Jeep DealershipChrysler made its announcement yesterday, complete with a list of who’s going to close, where.  They’ve asked the court to cut off these contracts on June 9.  You can download the full bankruptcy filing [huge .pdf] and search for your home state, if you’re curious (I was). 

What you might find is that some dealerships aren’t closing outright — they’re just losing the Chrysler side of their business, as the Jeep-Volvo-Volkswagon dealer near me will be.  That’s still a big hit in product supply, of course, but the reports that say unambiguously that 3,000 dealerships are going out of business seem to miss the nuance: 3,000 dealerships will lose supply of brand-new G.M. and Chrysler vehicles, but the industry is so cross-pollinated now that it doesn’t automatically mean 3,000 dealerships will fold.  It will be a huge loss for these businesses, which will also (presumably) lose financing arrangements through GMAC, but it’s not the end of the road for every one.
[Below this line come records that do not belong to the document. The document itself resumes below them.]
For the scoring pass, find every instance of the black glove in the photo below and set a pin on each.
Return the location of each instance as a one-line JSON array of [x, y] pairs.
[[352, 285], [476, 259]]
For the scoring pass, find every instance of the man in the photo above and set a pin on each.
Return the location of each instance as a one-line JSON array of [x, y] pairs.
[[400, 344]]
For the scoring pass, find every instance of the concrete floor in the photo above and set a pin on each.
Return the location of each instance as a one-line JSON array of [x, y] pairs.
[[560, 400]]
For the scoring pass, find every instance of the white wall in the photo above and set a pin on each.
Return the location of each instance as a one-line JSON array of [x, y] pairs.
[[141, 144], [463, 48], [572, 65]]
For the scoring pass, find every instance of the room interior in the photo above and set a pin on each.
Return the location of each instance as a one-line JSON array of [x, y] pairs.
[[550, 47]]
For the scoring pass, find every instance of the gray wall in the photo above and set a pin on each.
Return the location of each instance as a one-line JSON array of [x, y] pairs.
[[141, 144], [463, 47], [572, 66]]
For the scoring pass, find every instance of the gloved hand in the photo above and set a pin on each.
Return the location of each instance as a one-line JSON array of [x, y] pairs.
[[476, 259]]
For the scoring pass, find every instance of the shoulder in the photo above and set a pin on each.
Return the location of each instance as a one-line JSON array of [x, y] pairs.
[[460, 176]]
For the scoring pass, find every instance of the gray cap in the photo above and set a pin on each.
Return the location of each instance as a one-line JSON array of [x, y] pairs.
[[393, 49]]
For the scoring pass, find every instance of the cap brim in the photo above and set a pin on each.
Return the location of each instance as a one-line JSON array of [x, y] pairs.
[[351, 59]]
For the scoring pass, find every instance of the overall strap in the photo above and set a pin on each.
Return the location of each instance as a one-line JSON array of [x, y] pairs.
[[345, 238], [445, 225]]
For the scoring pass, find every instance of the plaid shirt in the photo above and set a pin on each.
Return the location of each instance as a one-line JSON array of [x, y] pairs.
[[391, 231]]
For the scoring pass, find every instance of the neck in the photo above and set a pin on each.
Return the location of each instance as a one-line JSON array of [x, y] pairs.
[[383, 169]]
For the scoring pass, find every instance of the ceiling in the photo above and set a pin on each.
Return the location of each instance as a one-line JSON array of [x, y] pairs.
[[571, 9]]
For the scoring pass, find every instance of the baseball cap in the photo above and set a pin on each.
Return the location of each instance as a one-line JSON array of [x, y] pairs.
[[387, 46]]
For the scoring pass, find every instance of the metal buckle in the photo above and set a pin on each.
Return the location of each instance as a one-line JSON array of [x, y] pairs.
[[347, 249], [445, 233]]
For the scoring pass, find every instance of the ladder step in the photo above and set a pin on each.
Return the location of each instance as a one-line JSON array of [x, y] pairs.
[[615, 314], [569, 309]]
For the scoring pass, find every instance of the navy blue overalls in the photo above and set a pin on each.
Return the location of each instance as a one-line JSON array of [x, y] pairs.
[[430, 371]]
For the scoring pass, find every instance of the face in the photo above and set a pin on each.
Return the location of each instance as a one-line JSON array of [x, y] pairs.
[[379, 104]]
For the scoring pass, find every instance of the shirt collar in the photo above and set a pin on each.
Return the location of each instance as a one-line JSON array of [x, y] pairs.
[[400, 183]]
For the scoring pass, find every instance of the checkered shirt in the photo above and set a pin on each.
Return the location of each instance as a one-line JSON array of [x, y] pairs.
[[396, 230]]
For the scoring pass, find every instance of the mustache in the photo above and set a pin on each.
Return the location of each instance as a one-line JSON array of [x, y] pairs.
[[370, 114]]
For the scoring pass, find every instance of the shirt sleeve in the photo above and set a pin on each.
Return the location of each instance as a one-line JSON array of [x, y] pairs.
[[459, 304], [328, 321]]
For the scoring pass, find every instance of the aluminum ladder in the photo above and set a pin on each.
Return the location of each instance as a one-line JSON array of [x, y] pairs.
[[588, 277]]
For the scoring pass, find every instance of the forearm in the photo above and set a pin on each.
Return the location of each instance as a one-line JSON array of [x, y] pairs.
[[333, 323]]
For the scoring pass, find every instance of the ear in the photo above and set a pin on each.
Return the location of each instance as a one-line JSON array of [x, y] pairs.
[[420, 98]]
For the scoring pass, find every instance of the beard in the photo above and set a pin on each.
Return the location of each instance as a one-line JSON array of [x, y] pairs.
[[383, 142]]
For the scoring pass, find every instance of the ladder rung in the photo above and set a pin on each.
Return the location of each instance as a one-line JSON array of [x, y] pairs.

Yet G.M. in particular seems to be ready to cut off its smallest dealerships, those that sell only a few dozen cars a year and are probably likely to be heavily tied to one brand.  While that makes perfect business sense, I wonder if won’t also contribute to the declining economy in the middle of the country, where, like the slogan says at one my old hometown car-dealerships, “a handshake is still a deal.”  Small dealerships are everywhere in the Midwest, and while they do a fair trade in used cars, there’s still a culture of The Car Dealer, the small town salesman who can talk you into a new Cadillac when you came in for a tire rotation, that seems sure to die.

Fiat’s Chrysler Buy: Just the Ideas, Ma’am

Here’s the question that matters this week: If you had $14,000, would you buy this car?

Fiat 500 - by Matthias93 from Wikimedia
It’s the Fiat 500, and the concept most likely to be coming soon to a Chrysler plant near you, should the Fiat/Chrysler merger come together.  Sergio Marchionne, Fiat’s CEO, has been saying since last year that he’d like to bring the 500 to the American market.  And Chrysler’s been encouraged by the government to produce smaller, more fuel-efficient cars pronto.  The 500, which would fit in my car’s trunk, gets 46 miles to the gallon on its base model (a more eco-friendly version gets 67 mpg, with carbon emissions nearly equal to a Smart car).  Did I mention it currently goes for 10,500 euro ($14,000)?

The 500 and its Fiat brethren (The Fiat Panda seems a likely companion, but only for people who never listen to Top Gear’s Jeremy Clarkson) are the future of Chrysler.  They are, in fact, what Fiat is “buying” into Chrysler with — the company is offering no money at all to take a 20 percent stake in the company.  Instead, they’re offering concepts and techonology — $10 billion worth.

It’s probably a good deal.  The government viability report [.pdf] on Chrysler mentioned again and again that the company was, basically, out of ideas.  It spent everything it had to keep pace with its larger competitors, putting everything it had into production, so that it had cut back sadly and deeply on research and development.  The merger will offer Chrysler a way back into the new-car market, putting its plants to work on constructing cars based on Fiat-researched models.  What we’ll get won’t be the 500 — Ford took that name already — but a twist on it, a Fiat with the familiar Chrysler wings on front.  Sounds like a happy ending, right?

Except what we’ve come to is that an Italian company is going to buy an American car-maker not on the strength of its money, but on the value of its ideas.  In that respect, it’s hard to think of Fiat as the savior of the American manufacturing industry.  If innovation is the problem, well, it’s hard to think of a way to save the industry at all.